On Boston's third goal, Belfour fanned on a clearing pass, then compounded the problem by chasing the puck almost to the blue line, where Patrice Bergeron deposited a gimme.
"Yeah, he did fan on one," Quinn conceded. "There's no question about that but, hell, he didn't have much of a team in front of him."
"They were hungrier and more determined," Belfour said of the Bruins. "We didn't match their effort."
The Leafs came modestly to life in the third period to score their only goal but, by then, the Bruins, obviously concerned about the consequences of blowing this crucial game, were content to play rope-a-dope to the finish. The Leafs were content to let them do it.
"Sometimes you just don't see it coming and I didn't see this coming," Quinn said. "Clearly, right from the start we took a bad penalty and couldn't kill it. Pretty close after that, another bad penalty. We were doing all the wrong things and none of the basics. We got what we earned, or didn't earn, tonight."
Coming into this game, with his team riding the crest of a four-game win streak, Quinn also was mindful of his team's all-too-comfortable attitude.

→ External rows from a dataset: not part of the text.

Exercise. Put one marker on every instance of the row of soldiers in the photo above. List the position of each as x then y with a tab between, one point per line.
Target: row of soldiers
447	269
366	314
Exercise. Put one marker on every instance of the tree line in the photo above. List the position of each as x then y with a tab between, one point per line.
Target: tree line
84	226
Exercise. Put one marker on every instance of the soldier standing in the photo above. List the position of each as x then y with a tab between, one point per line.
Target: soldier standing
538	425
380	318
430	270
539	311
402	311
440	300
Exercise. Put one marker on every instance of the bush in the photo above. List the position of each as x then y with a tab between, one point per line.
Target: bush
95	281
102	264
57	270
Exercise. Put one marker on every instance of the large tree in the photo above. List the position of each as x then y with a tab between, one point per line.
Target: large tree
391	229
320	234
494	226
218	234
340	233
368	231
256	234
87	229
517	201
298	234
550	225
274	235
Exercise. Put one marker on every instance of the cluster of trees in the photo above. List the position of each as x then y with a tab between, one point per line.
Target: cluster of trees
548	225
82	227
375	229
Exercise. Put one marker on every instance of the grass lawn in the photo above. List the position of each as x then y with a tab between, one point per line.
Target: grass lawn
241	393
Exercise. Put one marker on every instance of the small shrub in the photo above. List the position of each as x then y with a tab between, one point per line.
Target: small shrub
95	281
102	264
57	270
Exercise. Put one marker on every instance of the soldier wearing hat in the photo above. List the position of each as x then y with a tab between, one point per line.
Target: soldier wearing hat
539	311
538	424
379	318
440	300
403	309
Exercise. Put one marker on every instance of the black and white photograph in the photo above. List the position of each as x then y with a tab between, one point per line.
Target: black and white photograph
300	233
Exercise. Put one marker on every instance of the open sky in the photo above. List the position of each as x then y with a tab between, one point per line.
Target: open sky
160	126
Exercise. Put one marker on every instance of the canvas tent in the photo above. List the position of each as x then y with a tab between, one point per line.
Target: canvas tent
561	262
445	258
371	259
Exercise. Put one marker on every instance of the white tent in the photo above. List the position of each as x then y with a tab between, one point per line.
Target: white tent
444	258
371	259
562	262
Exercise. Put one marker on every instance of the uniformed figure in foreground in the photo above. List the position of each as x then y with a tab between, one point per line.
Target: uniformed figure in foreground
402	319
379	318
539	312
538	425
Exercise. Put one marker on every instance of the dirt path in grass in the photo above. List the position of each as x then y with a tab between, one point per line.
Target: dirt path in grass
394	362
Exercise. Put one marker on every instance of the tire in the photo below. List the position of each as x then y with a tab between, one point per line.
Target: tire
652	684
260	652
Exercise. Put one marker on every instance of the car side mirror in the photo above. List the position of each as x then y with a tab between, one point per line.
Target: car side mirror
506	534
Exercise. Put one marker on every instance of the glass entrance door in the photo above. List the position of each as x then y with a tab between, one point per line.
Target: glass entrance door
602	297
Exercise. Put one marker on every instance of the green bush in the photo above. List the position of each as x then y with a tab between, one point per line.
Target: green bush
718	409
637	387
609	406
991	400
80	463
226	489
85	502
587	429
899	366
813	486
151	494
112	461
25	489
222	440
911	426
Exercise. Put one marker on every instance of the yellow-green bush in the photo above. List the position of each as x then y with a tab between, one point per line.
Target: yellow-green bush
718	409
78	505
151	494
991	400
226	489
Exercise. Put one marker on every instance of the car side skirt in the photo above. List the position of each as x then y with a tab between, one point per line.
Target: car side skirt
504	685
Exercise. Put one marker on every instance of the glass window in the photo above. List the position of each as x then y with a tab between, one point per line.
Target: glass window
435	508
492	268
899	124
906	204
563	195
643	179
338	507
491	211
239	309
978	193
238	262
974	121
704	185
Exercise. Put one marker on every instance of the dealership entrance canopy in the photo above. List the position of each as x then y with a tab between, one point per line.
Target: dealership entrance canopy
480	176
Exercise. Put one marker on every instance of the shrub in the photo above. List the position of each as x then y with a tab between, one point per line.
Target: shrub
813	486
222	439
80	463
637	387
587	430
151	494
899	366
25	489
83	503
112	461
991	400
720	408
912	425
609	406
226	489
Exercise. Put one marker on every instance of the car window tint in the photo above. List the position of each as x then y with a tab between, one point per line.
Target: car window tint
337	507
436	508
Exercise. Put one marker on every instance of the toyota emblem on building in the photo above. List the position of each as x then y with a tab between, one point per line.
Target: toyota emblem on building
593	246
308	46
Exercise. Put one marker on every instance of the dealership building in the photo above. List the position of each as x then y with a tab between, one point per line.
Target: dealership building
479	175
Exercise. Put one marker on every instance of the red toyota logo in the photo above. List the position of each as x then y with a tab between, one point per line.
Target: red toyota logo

"You like to think you're professional," Quinn said. "And you approach your job to be ready to play. Those factors are all there. You sit there afterward and try to figure out what was it for so many players to be off the game.
"No clue in our practices, no clue in our prior games that this was going to come up like that."
Now they face a stretch of five games in seven days, four of them on the road, which, given their horrid performance after a three-day layoff, may be just what this team needs.
Even during their recent win streak, the Leafs have not necessarily gelled as a team. It's a common problem all over the league where teams turned over their rosters, some more dramatically than others.
The Leafs, by necessity, made more changes than many teams and the newcomers, many of them playing key roles, have not necessarily bonded to their new surroundings.
One thing is sure: They can't play much worse than this.